Why is China apparently lying about its citizens infected with and dying from the COVID-19? It is increasingly apparent that its numbers do not add up. As my AEI colleague Derek Scissors has pointed out, when you compare COVID-19 attributed deaths in South Korea and Singapore—both held up as models in responding to the pandemic—to Chinese provinces outside of Hubei, you get orders of magnitude fewer deaths after adjusting for population. Is it probable that the rest of China, with a greater proximity to Wuhan and a health system still more second world than first, somehow contained the virus more effectively than even the best cases elsewhere? If reports of stacks of burial urns in Wuhan are any indication, then, China is fudging the facts.
But again, why? The simplest answer with which to start is: Because Beijing can.
Absent medical and health professionals from outside the People’s Republic on the ground there and reporting accurately, the data is whatever Chinese officials say it is. In the absence of such data, sites in the United States and around the world are posting numbers given out by the Chinese. Reasonably enough, officials in this country as in others have kept their focus on stemming the pandemic domestically. Getting into a “he said, she said” dispute can be a distraction from dealing with the immediate problem at hand.
Still, that’s an opening the Chinese seem to be taking advantage of, with the working assumption being that if you repeat a lie enough, it will stick somewhere. Precisely because liberal democracies are open regimes, there are always domestic critics willing to hear how their own governments are ineffective—or worse. The Soviets understood how to take advantage of this dynamic, and there is no reason to believe that the information warfare instinct of Leninist parties is any less acute in the Chinese Communist Party. Quite the opposite, in fact. With the availability of social media that is global in reach, the Chinese are spending considerable sums utilizing this new tool to spread misinformation and disinformation.
Moreover, the Chinese probably believe that, even if their numbers are not fully accepted, history shows there will be little price to be paid for lying. From Mao’s Great Leap Forward to Tiananmen Square, and from the internment camps of the Uighurs to the crackdown in Hong Kong, China’s leaders have seen time and again that foreign leaders and businessmen will still want to do business with them regardless of the scale of the atrocity. In recent years, there has been an obvious change in how many in the West view China. But one has yet to see a fundamental reordering of relations with Beijing in Berlin, Paris or London despite that change. Even in the case of Washington, there is a question of just how far America will be willing to go in disengaging from the Chinese market.
China’s fibbing is also of course tied to the effort to put doubt in the air over the virus’ point of origin. If the U.S. or Italian numbers are greater, shouldn’t one suspect that the virus actually has spread more widely in these places precisely because that is where the pandemic started? One does not have to subscribe to conspiracy theories (such as the one that the virus was intentionally produced in the government-run bio-research lab in Wuhan) to see the advantage of China trying to distance itself from the start of the pandemic. Slow and disingenuous over the outbreak in Wuhan, they have been trying muddy the waters over the virus’ origins since.

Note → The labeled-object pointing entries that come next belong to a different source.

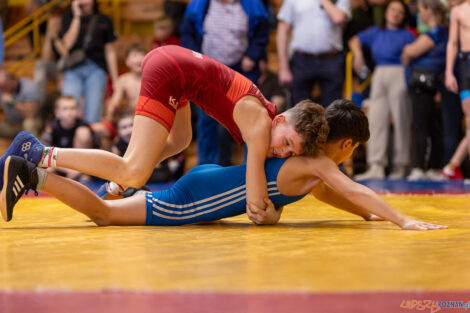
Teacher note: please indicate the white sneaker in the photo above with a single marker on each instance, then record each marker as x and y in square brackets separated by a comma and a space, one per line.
[398, 172]
[435, 175]
[375, 171]
[417, 174]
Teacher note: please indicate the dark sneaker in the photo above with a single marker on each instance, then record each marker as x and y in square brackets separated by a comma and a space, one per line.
[19, 176]
[24, 145]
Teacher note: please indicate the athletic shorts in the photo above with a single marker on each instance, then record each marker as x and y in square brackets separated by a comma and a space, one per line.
[464, 73]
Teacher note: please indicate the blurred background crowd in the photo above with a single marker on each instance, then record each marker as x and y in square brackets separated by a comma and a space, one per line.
[71, 73]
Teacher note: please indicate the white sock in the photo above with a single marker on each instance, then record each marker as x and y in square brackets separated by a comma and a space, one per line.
[115, 189]
[42, 174]
[49, 157]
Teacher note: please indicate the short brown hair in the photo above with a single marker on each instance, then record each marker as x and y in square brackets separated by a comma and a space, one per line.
[347, 120]
[308, 119]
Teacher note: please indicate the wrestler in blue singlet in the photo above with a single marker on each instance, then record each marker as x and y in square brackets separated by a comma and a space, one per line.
[209, 193]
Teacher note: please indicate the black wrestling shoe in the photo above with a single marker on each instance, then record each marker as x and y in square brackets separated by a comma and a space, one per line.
[19, 176]
[132, 191]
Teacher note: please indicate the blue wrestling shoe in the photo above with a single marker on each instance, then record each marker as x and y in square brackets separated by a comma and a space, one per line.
[24, 145]
[104, 194]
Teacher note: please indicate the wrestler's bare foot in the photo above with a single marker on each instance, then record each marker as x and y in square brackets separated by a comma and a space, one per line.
[373, 217]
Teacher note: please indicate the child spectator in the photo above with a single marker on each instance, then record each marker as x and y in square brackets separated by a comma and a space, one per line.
[68, 130]
[459, 37]
[167, 170]
[52, 49]
[128, 85]
[163, 28]
[20, 104]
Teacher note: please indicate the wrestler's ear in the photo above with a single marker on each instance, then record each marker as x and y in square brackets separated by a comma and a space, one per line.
[347, 143]
[278, 119]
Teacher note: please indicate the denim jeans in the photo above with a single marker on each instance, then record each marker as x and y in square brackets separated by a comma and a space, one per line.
[329, 72]
[87, 80]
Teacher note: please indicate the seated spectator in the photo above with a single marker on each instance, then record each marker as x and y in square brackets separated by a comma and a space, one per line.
[163, 29]
[52, 49]
[21, 105]
[426, 58]
[68, 130]
[268, 84]
[388, 96]
[127, 85]
[170, 169]
[88, 37]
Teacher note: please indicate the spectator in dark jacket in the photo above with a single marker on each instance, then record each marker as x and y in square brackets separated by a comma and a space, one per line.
[235, 33]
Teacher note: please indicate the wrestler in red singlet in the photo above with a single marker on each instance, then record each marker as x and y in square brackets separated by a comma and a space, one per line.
[172, 76]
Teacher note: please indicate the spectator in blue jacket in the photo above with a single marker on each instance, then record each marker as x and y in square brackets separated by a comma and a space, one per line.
[388, 95]
[235, 33]
[427, 59]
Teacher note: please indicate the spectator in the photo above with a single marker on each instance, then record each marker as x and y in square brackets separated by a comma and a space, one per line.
[268, 84]
[388, 91]
[163, 33]
[20, 103]
[452, 169]
[46, 67]
[459, 39]
[320, 59]
[235, 33]
[451, 112]
[427, 55]
[175, 10]
[68, 130]
[89, 78]
[128, 85]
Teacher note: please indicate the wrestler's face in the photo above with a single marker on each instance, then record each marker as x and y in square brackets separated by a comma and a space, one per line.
[285, 141]
[134, 61]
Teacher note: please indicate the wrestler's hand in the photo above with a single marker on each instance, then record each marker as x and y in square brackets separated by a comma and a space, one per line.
[410, 224]
[247, 64]
[268, 216]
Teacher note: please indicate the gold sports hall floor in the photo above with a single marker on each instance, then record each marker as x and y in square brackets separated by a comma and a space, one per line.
[317, 259]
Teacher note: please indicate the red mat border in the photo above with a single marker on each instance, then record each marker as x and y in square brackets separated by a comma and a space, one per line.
[217, 302]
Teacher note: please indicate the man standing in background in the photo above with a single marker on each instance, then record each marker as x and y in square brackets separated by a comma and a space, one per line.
[317, 47]
[235, 33]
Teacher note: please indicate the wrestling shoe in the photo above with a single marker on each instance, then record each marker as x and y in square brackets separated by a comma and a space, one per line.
[452, 171]
[19, 177]
[24, 145]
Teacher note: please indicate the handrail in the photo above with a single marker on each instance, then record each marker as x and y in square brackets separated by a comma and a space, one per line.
[25, 26]
[348, 79]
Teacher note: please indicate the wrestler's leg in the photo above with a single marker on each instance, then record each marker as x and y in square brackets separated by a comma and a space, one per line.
[128, 211]
[180, 135]
[146, 144]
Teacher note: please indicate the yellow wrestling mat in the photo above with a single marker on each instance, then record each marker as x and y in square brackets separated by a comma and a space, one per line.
[315, 248]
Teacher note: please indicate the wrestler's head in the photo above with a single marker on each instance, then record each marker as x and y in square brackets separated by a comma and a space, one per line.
[134, 57]
[348, 128]
[301, 130]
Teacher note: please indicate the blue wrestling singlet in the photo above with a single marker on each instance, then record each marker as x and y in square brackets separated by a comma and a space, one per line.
[209, 193]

Overlapping the desire to shift blame and look more successful in handling the virus is Beijing’s goal of preserving Chinese President Xi’s reputation as an effective leader. Although it is correct to see Xi Jinping as perhaps the most powerful PRC leader since Mao, or at least Deng Xiaoping, that power has come at the expense of the more typical consensus-style rule that preceded him. Xi has consolidated his sway not by accommodating his rivals but by squeezing them through intimidation and arrests in the guise of cleaning up the Party. Given how much corruption there was—and because it was an essential element in leading party members to be “loyal” to the existing regime—Xi’s anti-corruption effort has both increased his power by cowering or eliminating pockets of competitors within the Party and, at the same time, likely narrowed his base of support within the Party. As long as Xi is seen as being successful, there is little room to challenge his rule. Should that assessment change, however, it is not hard to imagine grudge-holding party members attempting to coalesce in an effort to challenge him. Given the mediocre performance of the Chinese economy and the problematic turn in U.S.-China relations—a turn not everyone in the Party thinks is wise—getting pinned for an ineffective response to the virus and the resulting deaths of thousands is certainly not something Xi at this moment wants.
In short, there are good reasons for China to lie. Ultimately, the question for the West is not whether they will get away with it; the facts will almost certainly become obvious in time. Rather, the question is, will Beijing pay any price for engaging in the lie and, in turn, should Xi himself face a counter-narrative from the West that is both accurate and aimed at the Chinese themselves.